The CRISPR-Cas genome editing system has rapidly become an indispensable tool across biotechnology and medicine, enabling targeted DNA modifications with unprecedented ease. A single-guide RNA (sgRNA, or simply gRNA) directs the Cas nuclease (such as Cas9 or Cas12a) to a complementary genomic sequence, where the nuclease induces a double-strand break or nucleotide modification. The efficiency and specificity of this process are largely dictated by the gRNA sequence and its interactions with both the target DNA and the cellular environment. Designing optimal gRNAs is therefore critical for successful editing outcomes.

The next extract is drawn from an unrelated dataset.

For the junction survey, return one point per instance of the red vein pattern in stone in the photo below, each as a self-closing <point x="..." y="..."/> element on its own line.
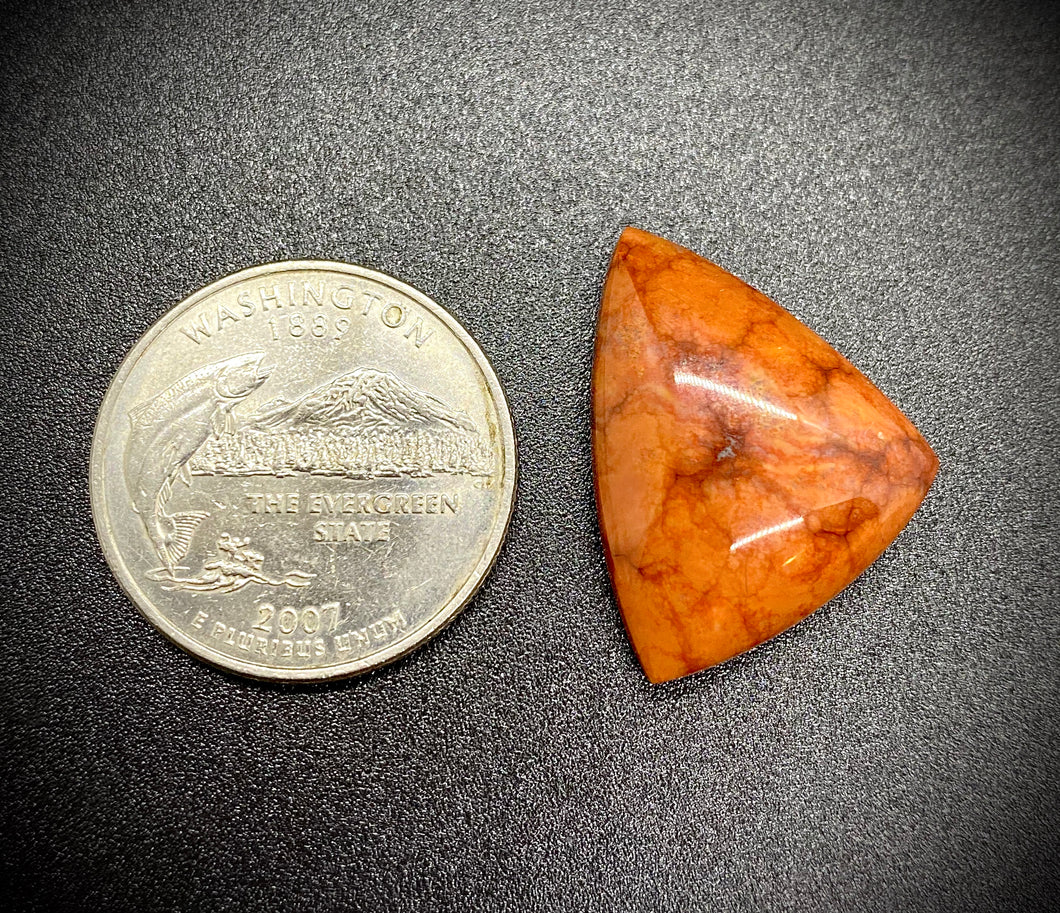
<point x="745" y="471"/>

Early gRNA design relied on empirical rules and modest machine learning models, but these approaches often struggled to capture the complex determinants of gRNA activity and off-target effects. In recent years, artificial intelligence (AI) - particularly deep learning - has been leveraged to overcome these limitations, learning predictive features from large-scale CRISPR datasets and outperforming previous rule-based methods in guide efficacy prediction[1, 2]. Deep learning models can ingest not only the gRNA and target DNA sequences but also additional contextual information (e.g.